Observation data Epoch J2000 Equinox J2000
- Constellation: Andromeda
- Right ascension: 01^{h} 01^{m} 43.64669^{s}
- Declination: +38° 05′ 46.4912″
- Apparent magnitude (V): 11.6 – 12.0 variable

Characteristics
- Spectral type: F5 + G3
- Apparent magnitude (B): 11.87
- Apparent magnitude (V): 11.26
- Apparent magnitude (G): 11.255
- Apparent magnitude (J): 10.252
- Apparent magnitude (H): 9.930
- Apparent magnitude (K): 9.896
- B−V color index: 0.5729
- Variable type: EB

Astrometry
- Proper motion (μ): RA: 14.218±0.017 mas/yr Dec.: −0.833±0.014 mas/yr
- Parallax (π): 1.9333±0.0220 mas
- Distance: 1,690 ± 20 ly (517 ± 6 pc)

Orbit
- Period (P): 0.6956612±0.0000001 yr
- Periastron epoch (T): 2446025.734±0.002

Details
- Mass: 2.27 M_{☉}
- Other designations: 2MASS J01014364+3805464, TYC 2799-1250-1

Database references
- SIMBAD: data

= WZ Andromedae =

Eclipsing binary star in the constellation Andromeda

WZ Andromedae (abbreviated to WZ And) is an eclipsing binary star in the constellation Andromeda.
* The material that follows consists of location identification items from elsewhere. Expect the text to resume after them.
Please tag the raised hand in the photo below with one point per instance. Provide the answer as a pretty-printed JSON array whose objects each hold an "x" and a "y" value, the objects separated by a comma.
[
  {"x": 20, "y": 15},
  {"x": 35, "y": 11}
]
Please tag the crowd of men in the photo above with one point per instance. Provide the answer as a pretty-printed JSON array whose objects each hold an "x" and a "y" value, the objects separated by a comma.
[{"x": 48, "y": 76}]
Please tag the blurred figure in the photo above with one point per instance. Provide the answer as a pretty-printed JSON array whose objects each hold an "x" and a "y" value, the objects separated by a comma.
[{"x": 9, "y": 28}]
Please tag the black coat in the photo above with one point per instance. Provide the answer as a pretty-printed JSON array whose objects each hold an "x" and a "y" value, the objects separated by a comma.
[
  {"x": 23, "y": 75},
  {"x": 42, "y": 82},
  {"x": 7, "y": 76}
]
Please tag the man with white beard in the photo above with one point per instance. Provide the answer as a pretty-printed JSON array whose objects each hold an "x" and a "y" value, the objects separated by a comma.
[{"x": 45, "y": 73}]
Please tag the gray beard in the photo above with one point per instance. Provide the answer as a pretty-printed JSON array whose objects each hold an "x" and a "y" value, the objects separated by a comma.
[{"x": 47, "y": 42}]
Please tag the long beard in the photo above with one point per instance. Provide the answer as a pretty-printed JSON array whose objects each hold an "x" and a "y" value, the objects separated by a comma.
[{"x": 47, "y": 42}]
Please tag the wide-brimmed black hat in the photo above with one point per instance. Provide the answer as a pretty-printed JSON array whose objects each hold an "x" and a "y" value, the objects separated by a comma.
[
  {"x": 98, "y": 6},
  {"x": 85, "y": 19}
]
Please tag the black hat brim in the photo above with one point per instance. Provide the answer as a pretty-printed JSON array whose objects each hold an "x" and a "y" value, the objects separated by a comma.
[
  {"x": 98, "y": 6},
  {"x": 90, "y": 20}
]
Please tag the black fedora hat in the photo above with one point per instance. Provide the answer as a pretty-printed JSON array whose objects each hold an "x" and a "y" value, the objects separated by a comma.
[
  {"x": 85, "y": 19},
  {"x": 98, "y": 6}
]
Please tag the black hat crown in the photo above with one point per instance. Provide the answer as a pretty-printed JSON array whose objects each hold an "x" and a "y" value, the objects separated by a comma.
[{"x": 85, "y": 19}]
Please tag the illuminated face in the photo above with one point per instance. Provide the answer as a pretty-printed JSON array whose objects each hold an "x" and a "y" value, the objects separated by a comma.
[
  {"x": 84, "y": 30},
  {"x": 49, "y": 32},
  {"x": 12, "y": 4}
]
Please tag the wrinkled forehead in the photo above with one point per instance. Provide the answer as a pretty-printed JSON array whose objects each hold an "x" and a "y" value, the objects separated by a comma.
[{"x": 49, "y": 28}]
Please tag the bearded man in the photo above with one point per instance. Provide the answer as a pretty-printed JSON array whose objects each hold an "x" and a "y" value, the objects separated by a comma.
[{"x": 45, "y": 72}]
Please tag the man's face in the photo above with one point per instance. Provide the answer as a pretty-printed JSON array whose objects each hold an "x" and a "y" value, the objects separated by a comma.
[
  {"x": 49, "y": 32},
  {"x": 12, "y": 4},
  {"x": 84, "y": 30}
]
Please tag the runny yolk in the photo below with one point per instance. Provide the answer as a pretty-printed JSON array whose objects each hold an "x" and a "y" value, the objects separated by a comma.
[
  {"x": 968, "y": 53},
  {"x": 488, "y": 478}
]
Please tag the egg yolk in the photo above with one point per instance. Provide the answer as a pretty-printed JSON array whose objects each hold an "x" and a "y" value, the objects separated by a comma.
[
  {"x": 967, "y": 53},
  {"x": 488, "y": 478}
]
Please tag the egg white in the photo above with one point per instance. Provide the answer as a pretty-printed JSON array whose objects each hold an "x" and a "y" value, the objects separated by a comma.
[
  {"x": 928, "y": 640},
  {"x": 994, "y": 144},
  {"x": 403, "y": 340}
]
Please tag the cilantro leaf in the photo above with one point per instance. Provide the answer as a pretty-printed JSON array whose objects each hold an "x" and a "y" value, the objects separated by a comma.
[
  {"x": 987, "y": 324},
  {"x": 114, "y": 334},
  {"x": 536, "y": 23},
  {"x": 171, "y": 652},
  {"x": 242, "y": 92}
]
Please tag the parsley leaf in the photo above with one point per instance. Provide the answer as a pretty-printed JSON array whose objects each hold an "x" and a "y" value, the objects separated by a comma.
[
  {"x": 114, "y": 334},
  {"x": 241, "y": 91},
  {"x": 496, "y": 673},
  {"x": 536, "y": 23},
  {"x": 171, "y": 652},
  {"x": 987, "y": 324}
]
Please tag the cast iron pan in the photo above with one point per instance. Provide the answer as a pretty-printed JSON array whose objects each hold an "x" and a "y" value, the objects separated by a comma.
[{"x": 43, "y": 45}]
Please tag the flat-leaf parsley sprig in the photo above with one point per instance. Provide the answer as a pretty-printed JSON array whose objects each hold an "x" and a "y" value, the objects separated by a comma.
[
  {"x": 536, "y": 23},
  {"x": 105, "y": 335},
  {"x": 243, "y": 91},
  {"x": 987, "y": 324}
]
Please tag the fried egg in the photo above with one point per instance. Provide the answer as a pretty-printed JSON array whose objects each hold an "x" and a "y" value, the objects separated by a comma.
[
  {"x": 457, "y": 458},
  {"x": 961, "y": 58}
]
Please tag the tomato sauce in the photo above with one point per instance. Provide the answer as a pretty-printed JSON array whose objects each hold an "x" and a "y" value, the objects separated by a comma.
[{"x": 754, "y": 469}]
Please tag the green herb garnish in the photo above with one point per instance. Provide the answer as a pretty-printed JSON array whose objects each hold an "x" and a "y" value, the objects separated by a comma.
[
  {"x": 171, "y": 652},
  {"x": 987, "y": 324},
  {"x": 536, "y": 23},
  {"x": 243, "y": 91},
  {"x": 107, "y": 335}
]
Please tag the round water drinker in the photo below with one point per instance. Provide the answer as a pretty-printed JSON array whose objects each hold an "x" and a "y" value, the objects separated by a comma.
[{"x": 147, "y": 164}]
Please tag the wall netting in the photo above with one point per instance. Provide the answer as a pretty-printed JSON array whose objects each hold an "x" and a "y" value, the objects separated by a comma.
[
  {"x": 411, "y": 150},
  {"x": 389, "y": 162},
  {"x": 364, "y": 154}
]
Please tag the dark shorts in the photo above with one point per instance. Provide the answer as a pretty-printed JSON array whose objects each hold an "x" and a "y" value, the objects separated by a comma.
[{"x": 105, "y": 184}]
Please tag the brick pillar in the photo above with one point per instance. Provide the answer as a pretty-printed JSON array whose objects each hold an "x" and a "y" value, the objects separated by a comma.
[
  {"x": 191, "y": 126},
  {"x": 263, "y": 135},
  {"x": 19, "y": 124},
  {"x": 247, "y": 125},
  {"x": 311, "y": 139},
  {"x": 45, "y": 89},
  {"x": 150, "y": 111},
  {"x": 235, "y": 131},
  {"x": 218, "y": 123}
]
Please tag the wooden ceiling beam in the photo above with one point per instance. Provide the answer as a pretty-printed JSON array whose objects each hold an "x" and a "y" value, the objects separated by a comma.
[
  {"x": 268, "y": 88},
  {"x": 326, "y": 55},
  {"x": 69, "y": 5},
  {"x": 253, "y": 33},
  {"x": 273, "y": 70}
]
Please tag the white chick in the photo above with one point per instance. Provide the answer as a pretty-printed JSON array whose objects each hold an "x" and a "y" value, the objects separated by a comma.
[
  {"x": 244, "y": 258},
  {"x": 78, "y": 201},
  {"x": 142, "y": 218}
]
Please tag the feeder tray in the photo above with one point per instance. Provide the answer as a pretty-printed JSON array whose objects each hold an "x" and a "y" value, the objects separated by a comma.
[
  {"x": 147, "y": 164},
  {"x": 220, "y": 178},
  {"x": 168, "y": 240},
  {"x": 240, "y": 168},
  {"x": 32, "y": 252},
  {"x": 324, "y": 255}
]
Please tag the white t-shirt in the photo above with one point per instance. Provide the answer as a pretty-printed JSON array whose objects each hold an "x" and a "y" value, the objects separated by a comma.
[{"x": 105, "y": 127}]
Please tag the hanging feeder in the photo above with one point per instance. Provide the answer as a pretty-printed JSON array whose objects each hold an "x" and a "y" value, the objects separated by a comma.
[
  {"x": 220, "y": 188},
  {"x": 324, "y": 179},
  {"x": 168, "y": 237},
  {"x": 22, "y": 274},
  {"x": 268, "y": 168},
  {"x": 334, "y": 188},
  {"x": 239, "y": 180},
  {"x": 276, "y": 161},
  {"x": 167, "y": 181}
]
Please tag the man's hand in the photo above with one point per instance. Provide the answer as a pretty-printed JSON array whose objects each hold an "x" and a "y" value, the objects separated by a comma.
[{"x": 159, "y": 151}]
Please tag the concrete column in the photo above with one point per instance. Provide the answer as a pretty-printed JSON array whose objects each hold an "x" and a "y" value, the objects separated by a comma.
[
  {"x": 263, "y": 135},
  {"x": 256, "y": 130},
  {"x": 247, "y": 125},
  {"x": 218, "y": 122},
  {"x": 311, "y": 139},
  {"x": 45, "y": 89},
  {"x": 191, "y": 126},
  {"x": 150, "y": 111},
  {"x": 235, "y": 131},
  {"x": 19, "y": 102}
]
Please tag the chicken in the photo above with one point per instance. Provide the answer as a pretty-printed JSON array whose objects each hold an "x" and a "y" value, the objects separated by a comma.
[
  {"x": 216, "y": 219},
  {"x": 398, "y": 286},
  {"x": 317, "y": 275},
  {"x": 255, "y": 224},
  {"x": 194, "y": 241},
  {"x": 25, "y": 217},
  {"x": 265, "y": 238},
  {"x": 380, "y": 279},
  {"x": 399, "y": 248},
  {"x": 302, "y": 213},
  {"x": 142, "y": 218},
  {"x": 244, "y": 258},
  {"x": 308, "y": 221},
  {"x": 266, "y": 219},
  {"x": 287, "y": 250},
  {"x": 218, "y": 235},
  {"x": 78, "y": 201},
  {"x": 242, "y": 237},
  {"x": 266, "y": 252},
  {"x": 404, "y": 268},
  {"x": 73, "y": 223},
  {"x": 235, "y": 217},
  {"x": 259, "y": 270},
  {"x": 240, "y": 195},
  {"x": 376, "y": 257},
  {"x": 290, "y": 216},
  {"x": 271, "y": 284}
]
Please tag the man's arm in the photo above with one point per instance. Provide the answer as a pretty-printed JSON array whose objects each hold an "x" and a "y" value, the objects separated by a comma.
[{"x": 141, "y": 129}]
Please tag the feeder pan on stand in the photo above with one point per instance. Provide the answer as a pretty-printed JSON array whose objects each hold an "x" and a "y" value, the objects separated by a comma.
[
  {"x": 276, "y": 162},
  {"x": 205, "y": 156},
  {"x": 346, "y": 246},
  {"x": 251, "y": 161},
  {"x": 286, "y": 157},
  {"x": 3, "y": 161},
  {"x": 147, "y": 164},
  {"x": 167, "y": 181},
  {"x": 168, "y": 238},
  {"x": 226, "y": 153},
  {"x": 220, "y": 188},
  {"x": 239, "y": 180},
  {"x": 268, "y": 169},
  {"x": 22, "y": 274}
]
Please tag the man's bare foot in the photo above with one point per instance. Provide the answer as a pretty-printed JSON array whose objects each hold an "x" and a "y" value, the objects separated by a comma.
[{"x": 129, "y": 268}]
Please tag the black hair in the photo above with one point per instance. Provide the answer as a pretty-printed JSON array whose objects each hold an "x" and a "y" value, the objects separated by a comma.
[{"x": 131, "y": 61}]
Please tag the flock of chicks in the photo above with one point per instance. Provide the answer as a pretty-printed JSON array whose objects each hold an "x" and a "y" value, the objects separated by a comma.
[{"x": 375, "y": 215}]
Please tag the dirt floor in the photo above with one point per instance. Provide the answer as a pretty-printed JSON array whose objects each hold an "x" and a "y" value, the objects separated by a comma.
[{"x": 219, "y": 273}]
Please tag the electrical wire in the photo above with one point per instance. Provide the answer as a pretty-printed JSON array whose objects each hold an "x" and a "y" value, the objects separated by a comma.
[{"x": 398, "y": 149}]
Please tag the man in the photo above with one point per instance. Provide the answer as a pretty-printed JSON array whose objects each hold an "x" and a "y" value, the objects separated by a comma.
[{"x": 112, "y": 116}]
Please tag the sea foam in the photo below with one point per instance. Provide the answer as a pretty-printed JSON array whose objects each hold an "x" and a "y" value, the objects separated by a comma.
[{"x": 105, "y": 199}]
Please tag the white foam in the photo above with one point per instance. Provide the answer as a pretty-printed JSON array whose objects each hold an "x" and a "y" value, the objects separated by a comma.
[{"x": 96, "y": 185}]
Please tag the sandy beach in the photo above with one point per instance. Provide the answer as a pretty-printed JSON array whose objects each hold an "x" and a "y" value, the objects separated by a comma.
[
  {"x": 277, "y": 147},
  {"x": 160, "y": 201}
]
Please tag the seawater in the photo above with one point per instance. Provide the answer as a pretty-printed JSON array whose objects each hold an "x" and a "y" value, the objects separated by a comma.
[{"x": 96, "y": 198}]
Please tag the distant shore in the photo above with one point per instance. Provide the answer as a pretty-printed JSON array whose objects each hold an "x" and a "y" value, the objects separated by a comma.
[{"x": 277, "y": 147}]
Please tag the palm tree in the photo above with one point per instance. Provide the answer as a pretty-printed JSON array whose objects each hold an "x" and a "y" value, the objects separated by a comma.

Its maximum apparent visual magnitude is 11.6, but drops down to 12.00 during the main eclipse which occurs roughly every 16.7 hours.

==Variability==
This binary star was found to be variable by Henrietta Leavitt, and shows the usual two eclipses, a main one and a secondary one with a less pronounced drop in magnitude. The period of 16.7 days, however, was found to vary in time without any consolidated trend.

==System==
In an eclipsing binary system, the 16.7 day period is also the orbital period. The two stars are of spectral type F5 and G3, and they have almost the same mass. They could be so close that mass transfer is occurring in the system, changing the orbital period in time. An alternative explanation could be the presence in the system of two low mass companions with orbital periods of 50 and 70 years, respectively. Their contribution to the luminosity of the system, however, would be negligible (less than 1%), but they would have a large angular separation (45 and 72 mas) from the two main stars.